Let me put it this way, via Diane Ravitch via Charlie Pierce:
Seiwert, a Pretty Prairie Republican seeking re-election against Democrat Clifton Beck, of Wichita, commented under a photo of performer Denasia Lawrence and a headline that said, "I'm so sick of these anti-American blacks — f--- Black Lives Matter." The actual post didn't delete letters from the offending word. "Go back to where you claim home," Seiwert said on the Facebook thread. "So, if they don't like it here, I believe that their freedom completely allows them to go wherever they believe is more fair and non-racist." In an interview Tuesday, Seiwert said he didn't view his remarks as racist. He said the intent was to stand up for the U.S. flag and to honor military service members who sacrificed for the country. People who don't like their job get another, or get divorced when they are in a bad relationship, he said. He said he didn't see the derogatory headline about Black Lives Matter until after he had posted to Facebook. Most of the reaction to his comments was positive, he said. "I'm not a racist. I believe in freedom," he said. "It offends me when people disrespect the flag. If unhappy, move to somewhere where you're happy."This doesn't represent any kind of fundamental shift in the culture from my childhood 50 years ago. I can remember people making arguments as nakedly racist as this, while insisting they were not racists. We really haven't moved an inch from that, except we say "the n-word" now, and aren't sure we should read Huckleberry Finn aloud, and that's about it. (Outside of quoting Twain's great novel, I don't remember anyone using the "n-word" freely, except as a severe epithet, and then only when you were sure no one around you would object. Children, mostly, used it, to see if they could get away with it. Now that we have the euphemism it seems, in fact, we invoke it more by its absence than once we did; but that's another irony.) That change in usage isn't anywhere close to fundamental change.

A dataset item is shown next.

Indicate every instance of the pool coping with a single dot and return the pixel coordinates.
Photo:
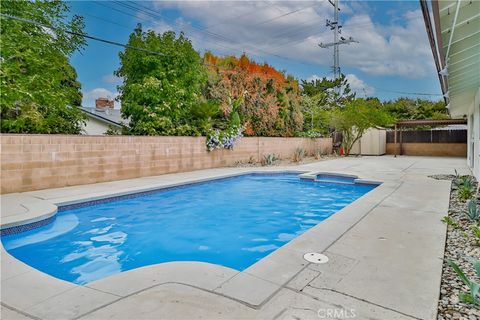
(268, 275)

And we still consider racism so offensive, so beyond the pale, that we can only apply the term to those who are wholly other, like white supremacists (who are, oddly, seldom further defined as "racist").
The problem is, when we label someone as racist, we label them as discardable. We label them as outlaw, in the old sense of the term: an exile from society, a person no longer protected by the law, a non-person. And if we don't do that, we are afraid we will make racism acceptable. However, by being afraid to label anyone as racist, we make their attitudes and ideas more acceptable; more acceptable than we want them to be, anyway.
What a conundrum we have created for ourselves.